In position tuning wizard, the result plot, see attachment
there are some question
1：why the actual velocity oscillation? encoder Resolution too low？ or else。 Improve ssi clock rate? or add output filter?
2：why the plot duration is only 1 s？ the duration is litter，cant see the all The whole process？
3：Final positioning accuracy is ok，but the Process accuracy is not enough， how should i modify the paremeter？ 001.rmcplots (149 KB)
The noise is certainly very bad on these plots. The position should not be jumping. This will be difficult to control properly. The noise appears to be caused by either mechanical problems in the system, or by a problem in the encoder, or by wiring problems. The Output Filter will not affect the feedback noise. There is a small change that changing the SSI clock rate may help, but I would not expect that to be the problem, unless the encoder requires a specific clock rate.

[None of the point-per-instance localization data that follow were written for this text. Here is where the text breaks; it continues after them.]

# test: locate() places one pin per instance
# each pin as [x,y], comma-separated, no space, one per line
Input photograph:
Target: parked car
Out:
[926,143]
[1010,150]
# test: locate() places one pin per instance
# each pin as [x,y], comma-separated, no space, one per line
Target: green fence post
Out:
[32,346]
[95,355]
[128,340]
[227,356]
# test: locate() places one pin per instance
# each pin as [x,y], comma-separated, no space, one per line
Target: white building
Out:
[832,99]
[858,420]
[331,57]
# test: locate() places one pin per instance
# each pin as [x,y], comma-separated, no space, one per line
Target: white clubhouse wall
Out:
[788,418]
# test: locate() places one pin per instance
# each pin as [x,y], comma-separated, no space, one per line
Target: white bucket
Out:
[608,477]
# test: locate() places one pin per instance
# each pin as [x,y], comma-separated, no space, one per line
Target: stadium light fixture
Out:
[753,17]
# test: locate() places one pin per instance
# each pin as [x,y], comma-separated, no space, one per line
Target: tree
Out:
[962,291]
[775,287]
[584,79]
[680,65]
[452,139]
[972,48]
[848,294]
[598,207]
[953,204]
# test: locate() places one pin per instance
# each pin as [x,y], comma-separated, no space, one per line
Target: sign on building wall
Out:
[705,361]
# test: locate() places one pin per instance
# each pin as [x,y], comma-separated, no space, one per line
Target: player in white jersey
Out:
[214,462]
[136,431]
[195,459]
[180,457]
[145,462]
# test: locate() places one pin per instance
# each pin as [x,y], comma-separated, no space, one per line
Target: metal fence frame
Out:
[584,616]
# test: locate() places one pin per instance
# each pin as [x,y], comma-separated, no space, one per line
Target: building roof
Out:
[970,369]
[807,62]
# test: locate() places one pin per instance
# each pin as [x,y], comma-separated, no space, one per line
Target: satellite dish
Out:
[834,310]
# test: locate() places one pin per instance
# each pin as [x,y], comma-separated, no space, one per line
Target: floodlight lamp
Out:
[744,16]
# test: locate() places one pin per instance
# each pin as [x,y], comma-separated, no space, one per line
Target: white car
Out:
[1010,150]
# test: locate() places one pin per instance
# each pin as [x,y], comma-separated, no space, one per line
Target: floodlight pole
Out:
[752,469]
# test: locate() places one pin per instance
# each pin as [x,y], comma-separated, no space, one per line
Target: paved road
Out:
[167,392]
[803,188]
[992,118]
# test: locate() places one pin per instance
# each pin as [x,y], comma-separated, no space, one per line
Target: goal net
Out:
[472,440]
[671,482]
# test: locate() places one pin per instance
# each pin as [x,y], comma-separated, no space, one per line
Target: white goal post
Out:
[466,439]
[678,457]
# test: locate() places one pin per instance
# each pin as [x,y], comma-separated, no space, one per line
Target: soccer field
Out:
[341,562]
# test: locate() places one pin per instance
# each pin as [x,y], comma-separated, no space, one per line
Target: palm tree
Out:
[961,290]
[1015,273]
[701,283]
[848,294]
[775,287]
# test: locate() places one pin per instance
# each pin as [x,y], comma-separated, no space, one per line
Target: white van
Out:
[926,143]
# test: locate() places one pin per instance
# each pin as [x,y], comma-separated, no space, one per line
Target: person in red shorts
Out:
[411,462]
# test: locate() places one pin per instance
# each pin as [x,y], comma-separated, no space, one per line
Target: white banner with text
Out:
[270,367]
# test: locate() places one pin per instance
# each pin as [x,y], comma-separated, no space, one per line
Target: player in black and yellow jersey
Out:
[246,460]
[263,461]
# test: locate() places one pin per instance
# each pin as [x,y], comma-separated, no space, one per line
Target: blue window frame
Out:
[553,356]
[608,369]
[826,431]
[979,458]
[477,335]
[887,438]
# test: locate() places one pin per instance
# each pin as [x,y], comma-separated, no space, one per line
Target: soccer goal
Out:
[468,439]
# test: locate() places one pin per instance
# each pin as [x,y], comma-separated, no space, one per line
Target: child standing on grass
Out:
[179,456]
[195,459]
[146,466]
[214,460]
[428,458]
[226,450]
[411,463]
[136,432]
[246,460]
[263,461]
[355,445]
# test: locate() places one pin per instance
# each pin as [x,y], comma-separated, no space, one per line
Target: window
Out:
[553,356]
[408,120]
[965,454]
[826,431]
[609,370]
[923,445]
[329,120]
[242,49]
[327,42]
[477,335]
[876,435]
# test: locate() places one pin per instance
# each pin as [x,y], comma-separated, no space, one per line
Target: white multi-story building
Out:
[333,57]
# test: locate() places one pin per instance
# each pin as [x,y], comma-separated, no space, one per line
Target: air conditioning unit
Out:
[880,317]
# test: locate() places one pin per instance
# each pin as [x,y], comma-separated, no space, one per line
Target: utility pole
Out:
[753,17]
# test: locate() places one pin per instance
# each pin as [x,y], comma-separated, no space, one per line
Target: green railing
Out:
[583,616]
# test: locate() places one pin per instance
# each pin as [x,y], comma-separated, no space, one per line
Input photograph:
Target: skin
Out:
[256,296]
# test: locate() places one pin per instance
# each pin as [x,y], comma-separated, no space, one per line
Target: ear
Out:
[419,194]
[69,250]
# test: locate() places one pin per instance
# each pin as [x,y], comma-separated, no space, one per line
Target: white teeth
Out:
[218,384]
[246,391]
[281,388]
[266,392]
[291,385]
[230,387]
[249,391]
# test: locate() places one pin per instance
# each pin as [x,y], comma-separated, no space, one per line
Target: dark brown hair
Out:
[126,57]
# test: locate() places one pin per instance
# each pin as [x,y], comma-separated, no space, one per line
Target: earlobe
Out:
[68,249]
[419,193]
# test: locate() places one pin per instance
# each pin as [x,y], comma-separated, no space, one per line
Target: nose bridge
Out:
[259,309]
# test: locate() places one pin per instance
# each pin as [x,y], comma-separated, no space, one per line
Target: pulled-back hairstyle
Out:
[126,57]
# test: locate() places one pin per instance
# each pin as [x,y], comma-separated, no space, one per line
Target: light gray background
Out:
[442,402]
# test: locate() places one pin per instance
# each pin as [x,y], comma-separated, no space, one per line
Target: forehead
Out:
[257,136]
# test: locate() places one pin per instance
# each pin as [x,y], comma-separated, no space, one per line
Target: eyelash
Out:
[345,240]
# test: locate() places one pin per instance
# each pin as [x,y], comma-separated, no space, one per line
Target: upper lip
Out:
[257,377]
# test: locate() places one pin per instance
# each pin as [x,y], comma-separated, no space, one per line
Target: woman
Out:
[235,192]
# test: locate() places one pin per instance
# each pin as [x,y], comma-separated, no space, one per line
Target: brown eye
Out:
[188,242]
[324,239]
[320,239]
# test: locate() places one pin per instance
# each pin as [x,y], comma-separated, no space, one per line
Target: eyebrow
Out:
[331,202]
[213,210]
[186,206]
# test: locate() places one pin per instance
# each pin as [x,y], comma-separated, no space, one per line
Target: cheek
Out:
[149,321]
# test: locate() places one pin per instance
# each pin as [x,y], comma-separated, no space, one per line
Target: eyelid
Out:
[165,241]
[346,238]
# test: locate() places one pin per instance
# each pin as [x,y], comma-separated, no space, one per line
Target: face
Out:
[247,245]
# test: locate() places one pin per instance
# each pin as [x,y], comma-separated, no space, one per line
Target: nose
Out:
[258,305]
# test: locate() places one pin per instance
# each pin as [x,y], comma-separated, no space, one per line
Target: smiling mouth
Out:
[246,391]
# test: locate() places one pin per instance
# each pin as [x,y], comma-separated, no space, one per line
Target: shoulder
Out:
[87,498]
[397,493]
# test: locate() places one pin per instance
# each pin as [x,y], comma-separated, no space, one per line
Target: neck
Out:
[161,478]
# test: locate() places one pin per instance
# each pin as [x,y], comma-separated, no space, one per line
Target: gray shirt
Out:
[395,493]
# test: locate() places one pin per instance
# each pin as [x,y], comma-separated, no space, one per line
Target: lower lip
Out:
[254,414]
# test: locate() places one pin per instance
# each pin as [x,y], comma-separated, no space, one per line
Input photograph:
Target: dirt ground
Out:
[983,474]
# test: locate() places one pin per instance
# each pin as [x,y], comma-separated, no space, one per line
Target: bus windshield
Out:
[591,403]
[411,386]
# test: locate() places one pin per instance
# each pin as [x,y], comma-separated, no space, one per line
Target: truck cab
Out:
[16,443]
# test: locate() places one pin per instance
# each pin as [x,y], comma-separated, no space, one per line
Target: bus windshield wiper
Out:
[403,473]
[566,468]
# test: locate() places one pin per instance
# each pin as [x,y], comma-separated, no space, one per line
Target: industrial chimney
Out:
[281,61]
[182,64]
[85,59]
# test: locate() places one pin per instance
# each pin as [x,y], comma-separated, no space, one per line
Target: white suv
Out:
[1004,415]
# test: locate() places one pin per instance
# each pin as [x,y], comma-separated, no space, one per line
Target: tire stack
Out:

What is the encoder manufacturer and part number of the encoder? Do you have the datasheet?
The plot duration can be changed. In the Plot Manager, on the Plotting tab, click Edit for the desired plot. Set the Plot Duration, then click Download.
The Proportional Gain can be increased. However, the noisy feedback will limit how much is can be increased. The feedback problem must be fixed first.
I think the problem is that it is not the synchronized version. It must be synchronized, otherwise there will be noise like you have in your plots. For the BTL5,I think you will need to replace the transducer. On the newer BTL7, it may be programmable.
For this transducer, feedback filtering will help a liitle, but the best solution is to get a synchronized version.
A magnetostrictive transducer takes a significant length of time to obtain a reading. Each loop time of the RMC, the axis asks the transducer for its value. If the transducer’s internal position interrogation is not synchronized with the RMC, then it can happen that the RMC may get the same value twice in a row, or a value may be skipped. This results in a feedback signal that is not smooth.
This problem is most evident in the Actual Velocity, but the problem still exists with the Actual Position also. In these situations, the Differential Gain cannot be used, and the Proportional Gain must be severely limited. This can result in poor control. Also, because the Actual Velocity is very noisy, the Tuning Wizard will not work well, especially for the feed forwards. The axis will need to be manually tuned.
Adding filtering to the feedback can help somewhat. Using the Output Filter may also help. For systems that move slowly, this may be enough. For high-speed systems, filtering is not enough.
For the feedback filtering, set the Filter Type to Low-Pass, and start with approximately 100, then decrease the value and you will see the signal become smoother. Decreasing the filter value too far will cause the axis to oscillate.
SSI itself is quick, but SSI is only a method used to transmit the data. In a magnetostrictive transducer, the internal acquisition of the position takes a long time. This is where the problem lies. This problem does not exist in rotary encoders, where the internal acquisition is very fast.
In the RMC, at the very beginning of the loop time, we query the transducer. In synchronized transducers, the transducer detects how often the external device (the RMC) queries the transducer. Then, the transducer synchronized its measurements with the query frequency so that there is very little jitter in the measurement times. This provide a very clean, smooth signal. This is a problem then MTS and Balluff are very aware of, so they recommend the synchronized version for motion control.
The Maximum difference is (1ms position difference )/0.001.
The machine changed very Small in a loop time,
So i think the noise is so bad, synchronized version is one reason. But it Should not be the main reason. Is it?
I do not know if it is the only reason, but it has happened many times that changing to a synchronized sensor has resulted in great improvement. With unsynchronized, it will happen that the velocity suddenly goes to zero, when it actually is not zero, or the velocity goes twice as large when it really is not. This causes significant problems with the PID.